はじめに
以下のイベントに登壇します。
kinto-technologies.connpass.com
登壇するにあたって、何も情報なしで話すのに遠慮を感じたので、プロポーザルを書いてみようと思いました。
Overview
QAエンジニアがある一定のレベルになっていくと、テストの当事者だけでなく、プロダクト開発全体の改善を推進するための「変化の起点」となることが求められることがあります。
私はこれまで、どのようにしてその役割を担えばよいのか悩むことがありました。
本セッションでは、「やまずん」が、ある組織に30人目のQAエンジニアとして入社し、変革をもたらそうとした行動とその心中について語ります。
このトークでは、変化に必要な影響力を得るために、あえて「強いQAエンジニア」を“演じる”という覚悟に至った経緯を深掘りします。
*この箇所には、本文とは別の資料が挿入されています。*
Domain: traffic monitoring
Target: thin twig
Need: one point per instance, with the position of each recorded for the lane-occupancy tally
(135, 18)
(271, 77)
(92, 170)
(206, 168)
「信頼のためのマインドセット」「テスターとしての実力」「期待以上の貢献」という3つの柱を軸に、そういった”つよつよQA像”を構築するために用いた具体的な戦略や行動を共有します。
思い返すと、その道は決して平坦ではありませんでした。今でも坂道の真っ最中ですし、今後ローションぬるぬる坂になることもあるかもしれません。
そして、変化の担い手として自らを位置づけることで生じる、内面的な葛藤、不安、そして周囲からのネガティブな視線についても率直に探求します。
変化を起こしたいと願いながらも、その一歩を踏み出せずにいるすべての人に届けたいと思います。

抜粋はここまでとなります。